Os dois, Koroviev e Beliernot, abriram os braços, levantaram os olhos para o céu, e Behemot exclamou:
— Não compreendo nada! Estávamos sentados, tranquilos, comendo pacificamente…
— E de repente, bam! bam! — prosseguiu Koroviev. — Tiros! Loucos de medo, Beliernot e eu fugimos para o bulevar, os perseguidores atrás de nós, e corremos para a Rua Timiriazev!
— Mas o sentido do dever — interveio Beliernot — venceu o nosso medo vergonhoso, e nós voltámos lá!
— Ah, voltaram?! — exclamou Woland. — E, claro, a casa estava reduzida a cinzas.
— A cinzas! — confirmou tristemente Koroviev. — Literalmente, messire, a cinzas, segundo a justa expressão que se dignou usar. Um monte de tições!
— Precipitei-me — contou Beliernot — para a sala de reuniões, aquela que tem colunas, messíre, contando salvar qualquer coisa de precioso. Ah, messire, a minha mulher, se eu a tivesse, arriscava-se vinte vezes a ficar viúva! Mas, felizmente, messire, não sou casado, e digo-lhe com franqueza: sinto-me feliz por não ser casado. Ah, messire, como é possível trocar a felicidade do celibato pelo pesado jugo!
— Começam outra vez os disparates — observou Woland.
— Tem razão, eu continuo — respondeu o gato. — Sim, veja esta paisagem. Não foi possível retirar mais nada da sala, as chamas atingiam-me na cara. Corri à despensa, salvei o salmão. Corri à cozinha, salvei a bata. Considero, messire, que fiz tudo o que podia e não compreendo o que significa essa expressão de cepticismo no seu rosto.

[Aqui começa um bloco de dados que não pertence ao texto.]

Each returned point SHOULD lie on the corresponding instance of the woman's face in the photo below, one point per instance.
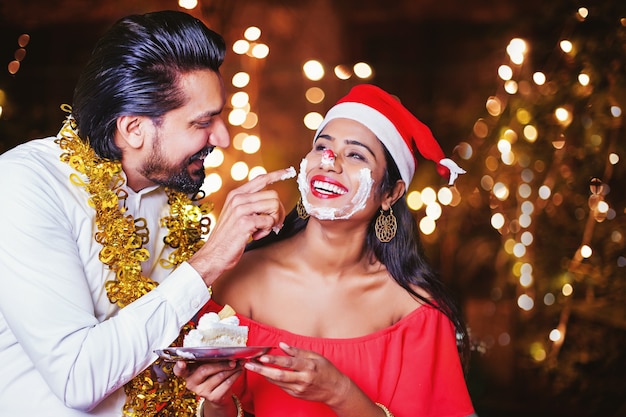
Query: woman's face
(337, 177)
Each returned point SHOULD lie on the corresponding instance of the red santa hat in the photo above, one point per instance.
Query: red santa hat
(396, 127)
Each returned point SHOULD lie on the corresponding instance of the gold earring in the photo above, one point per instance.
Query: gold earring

— E que fazia Koroviev enquanto tu pilhavas? — perguntou Woland.
— Ajudava os bombeiros, messire — respondeu Koroviev, mostrando as calças rasgadas.

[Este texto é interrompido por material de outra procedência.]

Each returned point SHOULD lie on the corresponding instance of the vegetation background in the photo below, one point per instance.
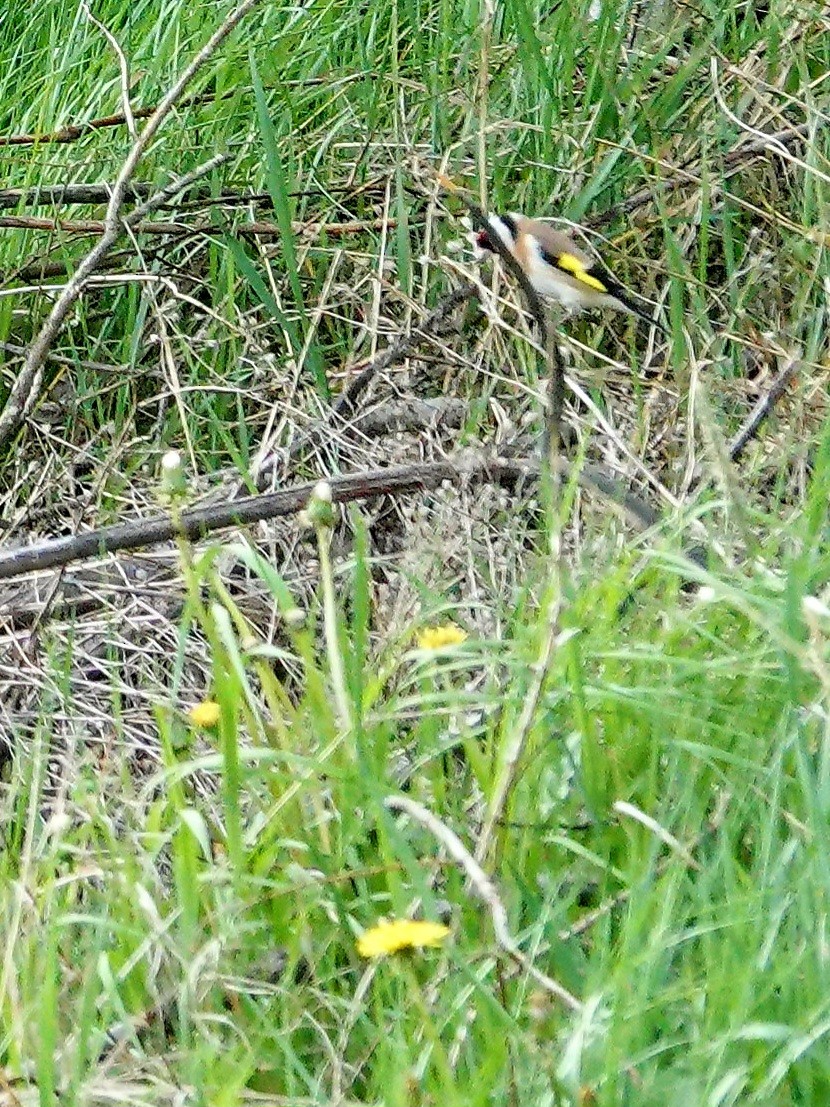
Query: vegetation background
(651, 769)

— Ah, nesse caso, será naturalmente necessário construir um novo edifício.
— Ele será construído, messire — declarou Koroviev. — Ouso assegurar-lhe.
— Pois bem, resta desejar que ele seja melhor que o antigo — disse Woland.
— Assim será, messire — confirmou Koroviev.
— E pode acreditar em mim — acrescentou o gato — que sou um autêntico profeta.
— Em todo o caso, nós aqui estamos, messire — disse Koroviev em tom oficial —, e esperamos as suas ordens.
Woland levantou-se do seu banco articulado, aproximou-se da balaustrada e, durante muito tempo, sozinho, em silêncio, de costas voltadas para o seu séquito, olhou ao longe. Depois afastou-se da beira do telhado, voltou a sentar-se no banco e disse:
— Não haverá quaisquer ordens. Vocês fizeram tudo o que podiam, e por agora não preciso mais dos vossos serviços. Podem descansar. Não tarda aí a tempestade, a última tempestade, ela ultimará aquilo que há a ultimar, e nós pomo-nos a caminho.
— Muito bem, messire — responderam os dois bufóes e desapareceram algures atrás da torre circular situada a meio do terraço.
A tempestade de que falara Woland acumulava-se já no horizonte. Uma nuvem negra erguia-se a ocidente e tapava metade do Sol. Depois ocultou-o por completo. No terraço, o ar refrescou. Alguns instantes depois, fez-se escuro.
Essa escuridão, vinda de ocidente, cobriu a enorme cidade. Sumiram-se as pontes e os palácios. Desapareceu tudo, como se nada daquilo tivesse existido sobre a terra. Uma linha de fogo atravessou o céu de ponta a ponta. Depois a cidade foi abanada por um estrondo. Esse estrondo repetiu-se, e começou a tempestade. Woland deixou de ser visível na escuridão.